Unnecessary redaction of final award determinations in the name of whistleblower confidentiality limits public information about the awards, and that, in turn, insulates the awards from scrutiny. And the whistleblower program needs scrutiny. Most direct participants in the program share a common incentive—to maximize awards. Whistleblowers have incentives to obtain the largest award possible; the Division of Enforcement has an incentive to maximize awards as an inducement for whistleblowers to come forward; and the Commission has an incentive to maximize awards as a metric to illustrate the success of the program. Ensuring that the Commission’s public final award determinations disclose, to the greatest extent possible, the facts supporting the determination and articulate the legal reasoning underpinning the Commission’s interpretation and application of the whistleblower statute and rules is a necessary and helpful check on the potential negative consequences of such an alignment of incentives. The whistleblower program is important to the Commission, so we should do everything possible to protect its integrity, including allowing appropriate outside scrutiny.
ENDNOTES
[1] In the Matter of Claims for Awards in connection with [Redacted Redacted Redacted Redacted] Notice of Covered Actions [Redacted], Rel. No. 34-100809 (August 23, 2024, available at https://www.sec.gov/files/rules/other/2024/34-100809.pdf; In the Matter of Claims for Award in connection with [Redacted Redacted] Notice of Cover Action [Redacted], Rel. No. 34 100818 (August 26, 2024), available at https://www.sec.gov/files/rules/other/2024/34-100818.pdf.
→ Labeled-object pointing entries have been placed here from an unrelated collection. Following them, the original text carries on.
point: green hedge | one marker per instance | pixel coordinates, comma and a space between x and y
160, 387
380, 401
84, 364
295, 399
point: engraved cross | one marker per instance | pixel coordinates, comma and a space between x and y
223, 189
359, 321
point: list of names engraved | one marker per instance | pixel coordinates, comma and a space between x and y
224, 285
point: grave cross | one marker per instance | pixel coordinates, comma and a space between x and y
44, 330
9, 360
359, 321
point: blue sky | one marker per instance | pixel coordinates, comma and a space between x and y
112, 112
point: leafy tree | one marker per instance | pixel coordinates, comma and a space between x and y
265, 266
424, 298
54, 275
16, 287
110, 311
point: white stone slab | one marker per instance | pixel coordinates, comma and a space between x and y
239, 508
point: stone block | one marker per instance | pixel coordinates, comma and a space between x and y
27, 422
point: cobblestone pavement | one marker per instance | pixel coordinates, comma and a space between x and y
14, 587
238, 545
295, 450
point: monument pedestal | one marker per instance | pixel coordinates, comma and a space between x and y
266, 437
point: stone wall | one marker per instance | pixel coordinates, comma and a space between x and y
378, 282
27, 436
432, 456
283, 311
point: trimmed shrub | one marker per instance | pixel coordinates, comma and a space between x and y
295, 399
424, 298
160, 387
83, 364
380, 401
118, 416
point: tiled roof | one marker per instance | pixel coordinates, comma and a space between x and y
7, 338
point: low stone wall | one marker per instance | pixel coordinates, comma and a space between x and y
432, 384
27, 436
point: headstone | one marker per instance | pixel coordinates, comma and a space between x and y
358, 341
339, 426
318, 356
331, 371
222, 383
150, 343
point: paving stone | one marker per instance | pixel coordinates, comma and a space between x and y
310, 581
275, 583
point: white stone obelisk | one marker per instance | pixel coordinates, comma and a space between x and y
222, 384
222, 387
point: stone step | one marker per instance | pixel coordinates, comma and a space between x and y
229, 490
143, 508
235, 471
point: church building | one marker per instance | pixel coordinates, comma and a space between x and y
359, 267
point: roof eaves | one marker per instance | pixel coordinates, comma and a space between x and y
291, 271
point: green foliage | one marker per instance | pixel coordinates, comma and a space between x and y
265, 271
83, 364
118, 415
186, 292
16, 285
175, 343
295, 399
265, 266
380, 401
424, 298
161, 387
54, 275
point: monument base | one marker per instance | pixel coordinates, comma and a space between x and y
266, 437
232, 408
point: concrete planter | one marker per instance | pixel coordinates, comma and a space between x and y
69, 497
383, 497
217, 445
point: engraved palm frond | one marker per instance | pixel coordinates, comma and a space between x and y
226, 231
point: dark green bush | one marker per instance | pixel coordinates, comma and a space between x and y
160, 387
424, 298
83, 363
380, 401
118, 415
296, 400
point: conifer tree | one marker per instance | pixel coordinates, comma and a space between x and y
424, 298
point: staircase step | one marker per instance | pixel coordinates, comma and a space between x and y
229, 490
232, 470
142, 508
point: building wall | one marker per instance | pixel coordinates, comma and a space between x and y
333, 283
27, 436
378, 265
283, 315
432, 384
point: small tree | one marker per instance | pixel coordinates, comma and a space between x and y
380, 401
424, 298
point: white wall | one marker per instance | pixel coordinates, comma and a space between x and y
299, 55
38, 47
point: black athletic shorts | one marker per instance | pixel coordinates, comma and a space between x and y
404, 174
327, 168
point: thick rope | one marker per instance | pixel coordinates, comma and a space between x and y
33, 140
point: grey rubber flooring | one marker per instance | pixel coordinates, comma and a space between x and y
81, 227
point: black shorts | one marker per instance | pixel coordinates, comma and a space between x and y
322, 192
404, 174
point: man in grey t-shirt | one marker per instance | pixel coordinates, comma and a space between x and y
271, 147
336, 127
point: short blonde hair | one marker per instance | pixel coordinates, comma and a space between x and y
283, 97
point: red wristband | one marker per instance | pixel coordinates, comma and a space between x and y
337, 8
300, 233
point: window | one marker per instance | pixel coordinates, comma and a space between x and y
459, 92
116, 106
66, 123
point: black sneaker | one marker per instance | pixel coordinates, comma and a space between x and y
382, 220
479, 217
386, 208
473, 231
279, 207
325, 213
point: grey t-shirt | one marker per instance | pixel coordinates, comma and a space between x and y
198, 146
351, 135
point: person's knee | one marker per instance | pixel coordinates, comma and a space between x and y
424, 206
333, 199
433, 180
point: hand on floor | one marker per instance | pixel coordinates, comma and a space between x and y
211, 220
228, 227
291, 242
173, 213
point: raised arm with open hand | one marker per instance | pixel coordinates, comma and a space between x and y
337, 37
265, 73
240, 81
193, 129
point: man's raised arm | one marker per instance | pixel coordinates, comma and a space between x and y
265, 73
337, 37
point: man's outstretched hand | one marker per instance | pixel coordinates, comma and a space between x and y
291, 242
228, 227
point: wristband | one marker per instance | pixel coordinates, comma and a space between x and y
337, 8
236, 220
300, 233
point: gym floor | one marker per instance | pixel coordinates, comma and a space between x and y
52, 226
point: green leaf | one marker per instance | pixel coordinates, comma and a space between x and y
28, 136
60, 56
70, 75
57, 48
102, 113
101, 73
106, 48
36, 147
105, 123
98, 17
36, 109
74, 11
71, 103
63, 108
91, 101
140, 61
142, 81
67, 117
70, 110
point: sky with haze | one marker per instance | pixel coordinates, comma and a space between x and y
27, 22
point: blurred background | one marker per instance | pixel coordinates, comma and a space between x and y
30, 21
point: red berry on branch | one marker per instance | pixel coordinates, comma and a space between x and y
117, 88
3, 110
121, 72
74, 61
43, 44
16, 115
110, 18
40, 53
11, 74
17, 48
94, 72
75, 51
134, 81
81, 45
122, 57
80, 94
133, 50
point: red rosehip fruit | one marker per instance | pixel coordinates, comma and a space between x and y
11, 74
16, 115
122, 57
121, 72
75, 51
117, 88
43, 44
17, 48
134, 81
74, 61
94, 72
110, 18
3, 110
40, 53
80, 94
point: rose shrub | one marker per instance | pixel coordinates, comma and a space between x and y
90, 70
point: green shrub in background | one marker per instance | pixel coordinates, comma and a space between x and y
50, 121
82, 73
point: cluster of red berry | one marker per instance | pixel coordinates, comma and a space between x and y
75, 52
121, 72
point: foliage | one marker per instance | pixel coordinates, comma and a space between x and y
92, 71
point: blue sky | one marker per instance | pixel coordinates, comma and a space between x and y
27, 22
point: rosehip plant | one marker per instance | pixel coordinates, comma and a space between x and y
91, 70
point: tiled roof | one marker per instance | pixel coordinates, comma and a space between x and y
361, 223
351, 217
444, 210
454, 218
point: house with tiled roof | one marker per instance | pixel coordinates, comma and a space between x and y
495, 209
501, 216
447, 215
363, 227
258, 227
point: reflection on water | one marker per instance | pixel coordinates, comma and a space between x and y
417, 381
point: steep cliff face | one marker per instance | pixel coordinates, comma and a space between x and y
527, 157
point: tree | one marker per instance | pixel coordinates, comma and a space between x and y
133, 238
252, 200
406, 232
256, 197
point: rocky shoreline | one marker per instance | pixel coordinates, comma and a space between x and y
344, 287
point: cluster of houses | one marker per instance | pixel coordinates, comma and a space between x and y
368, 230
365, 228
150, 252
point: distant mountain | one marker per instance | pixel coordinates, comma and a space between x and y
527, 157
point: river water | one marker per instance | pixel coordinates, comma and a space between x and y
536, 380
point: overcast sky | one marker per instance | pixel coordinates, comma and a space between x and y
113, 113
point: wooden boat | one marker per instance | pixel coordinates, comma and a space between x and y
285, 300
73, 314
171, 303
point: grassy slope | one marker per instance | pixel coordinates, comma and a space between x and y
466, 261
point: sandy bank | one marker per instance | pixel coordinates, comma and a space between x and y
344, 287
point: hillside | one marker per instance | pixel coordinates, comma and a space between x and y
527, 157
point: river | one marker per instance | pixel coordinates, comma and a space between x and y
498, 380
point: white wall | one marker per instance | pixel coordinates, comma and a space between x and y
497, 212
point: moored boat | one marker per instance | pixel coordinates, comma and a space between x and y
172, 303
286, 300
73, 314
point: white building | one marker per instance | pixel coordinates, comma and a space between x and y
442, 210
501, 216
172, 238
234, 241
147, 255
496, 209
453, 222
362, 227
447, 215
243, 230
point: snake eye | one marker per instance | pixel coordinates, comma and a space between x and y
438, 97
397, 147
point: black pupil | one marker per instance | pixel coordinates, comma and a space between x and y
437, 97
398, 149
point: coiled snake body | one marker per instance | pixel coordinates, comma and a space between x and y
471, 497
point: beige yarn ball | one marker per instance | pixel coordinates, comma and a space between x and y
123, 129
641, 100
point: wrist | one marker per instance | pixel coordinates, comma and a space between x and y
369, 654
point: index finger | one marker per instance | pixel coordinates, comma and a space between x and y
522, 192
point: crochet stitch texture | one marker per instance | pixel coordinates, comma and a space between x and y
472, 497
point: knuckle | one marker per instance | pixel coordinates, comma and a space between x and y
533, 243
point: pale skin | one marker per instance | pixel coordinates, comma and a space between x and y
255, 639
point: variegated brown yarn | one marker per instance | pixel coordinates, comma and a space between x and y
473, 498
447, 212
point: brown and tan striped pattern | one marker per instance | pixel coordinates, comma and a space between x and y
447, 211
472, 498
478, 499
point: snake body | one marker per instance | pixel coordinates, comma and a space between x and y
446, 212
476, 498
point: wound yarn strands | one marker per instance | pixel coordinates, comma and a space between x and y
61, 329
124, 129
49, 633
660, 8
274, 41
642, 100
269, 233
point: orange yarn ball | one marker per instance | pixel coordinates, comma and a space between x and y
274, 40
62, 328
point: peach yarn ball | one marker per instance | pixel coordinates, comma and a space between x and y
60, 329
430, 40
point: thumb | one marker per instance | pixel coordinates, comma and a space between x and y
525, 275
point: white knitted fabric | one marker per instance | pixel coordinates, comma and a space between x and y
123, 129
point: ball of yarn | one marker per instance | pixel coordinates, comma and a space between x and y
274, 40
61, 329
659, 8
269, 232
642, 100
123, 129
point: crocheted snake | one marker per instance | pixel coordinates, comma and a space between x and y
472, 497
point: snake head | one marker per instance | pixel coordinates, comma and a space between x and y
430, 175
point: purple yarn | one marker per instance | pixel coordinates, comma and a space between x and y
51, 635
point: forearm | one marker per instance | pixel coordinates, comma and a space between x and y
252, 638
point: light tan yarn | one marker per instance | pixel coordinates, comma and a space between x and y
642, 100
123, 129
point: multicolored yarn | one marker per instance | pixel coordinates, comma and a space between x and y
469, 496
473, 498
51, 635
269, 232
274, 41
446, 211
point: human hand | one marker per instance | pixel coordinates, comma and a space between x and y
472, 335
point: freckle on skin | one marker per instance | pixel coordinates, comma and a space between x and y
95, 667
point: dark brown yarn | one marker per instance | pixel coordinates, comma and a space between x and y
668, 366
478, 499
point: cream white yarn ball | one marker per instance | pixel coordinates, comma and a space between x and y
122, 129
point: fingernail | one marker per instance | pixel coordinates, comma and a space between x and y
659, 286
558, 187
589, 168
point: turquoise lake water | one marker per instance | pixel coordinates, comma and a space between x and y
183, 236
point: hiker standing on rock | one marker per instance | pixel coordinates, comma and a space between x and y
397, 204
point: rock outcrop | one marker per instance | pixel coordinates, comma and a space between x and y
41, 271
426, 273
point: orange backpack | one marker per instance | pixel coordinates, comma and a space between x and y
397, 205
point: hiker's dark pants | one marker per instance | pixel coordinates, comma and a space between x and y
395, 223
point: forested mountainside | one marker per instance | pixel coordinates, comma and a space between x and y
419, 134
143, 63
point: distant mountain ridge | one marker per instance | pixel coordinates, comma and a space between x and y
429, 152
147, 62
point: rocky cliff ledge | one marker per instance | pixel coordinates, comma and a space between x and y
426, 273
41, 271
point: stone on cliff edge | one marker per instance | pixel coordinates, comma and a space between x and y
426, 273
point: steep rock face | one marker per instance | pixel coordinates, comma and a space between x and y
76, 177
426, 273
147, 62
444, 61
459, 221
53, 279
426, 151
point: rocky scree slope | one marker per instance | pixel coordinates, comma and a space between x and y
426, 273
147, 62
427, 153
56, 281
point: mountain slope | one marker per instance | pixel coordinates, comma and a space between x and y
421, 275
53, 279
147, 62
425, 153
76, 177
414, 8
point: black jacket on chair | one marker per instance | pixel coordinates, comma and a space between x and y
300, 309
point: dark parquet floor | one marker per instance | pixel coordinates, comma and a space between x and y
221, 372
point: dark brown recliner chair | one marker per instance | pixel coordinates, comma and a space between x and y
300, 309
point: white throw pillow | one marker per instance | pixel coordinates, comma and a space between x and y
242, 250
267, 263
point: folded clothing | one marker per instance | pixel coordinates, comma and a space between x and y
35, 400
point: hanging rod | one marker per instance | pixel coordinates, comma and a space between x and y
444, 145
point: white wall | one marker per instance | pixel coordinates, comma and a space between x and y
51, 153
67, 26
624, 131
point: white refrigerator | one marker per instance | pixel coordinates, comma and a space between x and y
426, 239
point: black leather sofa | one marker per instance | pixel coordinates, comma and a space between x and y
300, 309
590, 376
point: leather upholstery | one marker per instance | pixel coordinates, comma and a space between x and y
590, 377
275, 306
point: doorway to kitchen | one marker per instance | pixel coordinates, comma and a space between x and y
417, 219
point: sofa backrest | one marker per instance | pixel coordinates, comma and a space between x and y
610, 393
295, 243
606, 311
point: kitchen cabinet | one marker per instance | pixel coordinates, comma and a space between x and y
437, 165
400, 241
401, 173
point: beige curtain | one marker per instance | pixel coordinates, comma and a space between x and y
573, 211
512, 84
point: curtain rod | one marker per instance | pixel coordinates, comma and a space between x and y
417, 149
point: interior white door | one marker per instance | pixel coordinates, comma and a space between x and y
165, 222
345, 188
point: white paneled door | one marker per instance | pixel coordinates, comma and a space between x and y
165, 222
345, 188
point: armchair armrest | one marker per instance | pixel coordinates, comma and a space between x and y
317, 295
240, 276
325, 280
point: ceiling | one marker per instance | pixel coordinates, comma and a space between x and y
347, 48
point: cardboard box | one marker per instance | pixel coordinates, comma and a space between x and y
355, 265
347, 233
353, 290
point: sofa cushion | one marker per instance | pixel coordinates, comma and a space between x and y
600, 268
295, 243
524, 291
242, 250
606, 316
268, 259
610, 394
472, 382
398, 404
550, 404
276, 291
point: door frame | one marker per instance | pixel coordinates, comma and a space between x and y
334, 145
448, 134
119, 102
[2] Specifically, the redactions appear in footnote one of Rel. No. 34-100809 and footnote three of Rel. No. 34-100818. The whistleblower statute authorizes awards of “not less than 10 percent” and “not more than 30 percent, in total, of what has been collected of the monetary sanctions imposed in the action or related actions.” Section 21F(b)(1), 15 U.S.C. § 78u-6(b)(1).
[3] Securities Exchange Act Section 21F(h)(2)(A), 15 U.S.C. § 78u-6(h)(2)(A).
[4] The Commission is allowed to disclose such information “in accordance with” the Privacy Act of 1974, 5U.S.C.§552a, when it is “required to be disclosed to a defendant or respondent” in connection with an enforcement action brought by the Commission, and when used by the United States Attorney General for certain purposes. Additionally, the Commission has discretion to share confidential whistleblower information with certain other entities, which must in turn treat the information as confidential. See Section 21(f)(h)(2)(A), (C), and (D).
[5] The Commission has delegated to the Director of the Division of Enforcement authority “to disclose information, in accordance with Section 21F(h)(2) of the Securities Exchange Act of 1934 (15 U.S.C. 78u-6(h)(2)), that would reveal, or could reasonably be expected to reveal, the identity of a whistleblower.” 17C.F.R.§200.30-4(a)(16). This delegated authority is exercised by the Director or “under his direction by such other person or persons as may be designated from time to time by the Chairman of the Commission.” Additionally, “in any case in which the Director of the Division of Enforcement believes it appropriate, he may submit the matter to the Commission.” 17 C.F.R. § 200.30-4(b).
This statement was issued on September 19, 2024, by Hester M. Peirce and Mark T. Uyeda, commissioners of the U.S. Securities and Exchange Commission.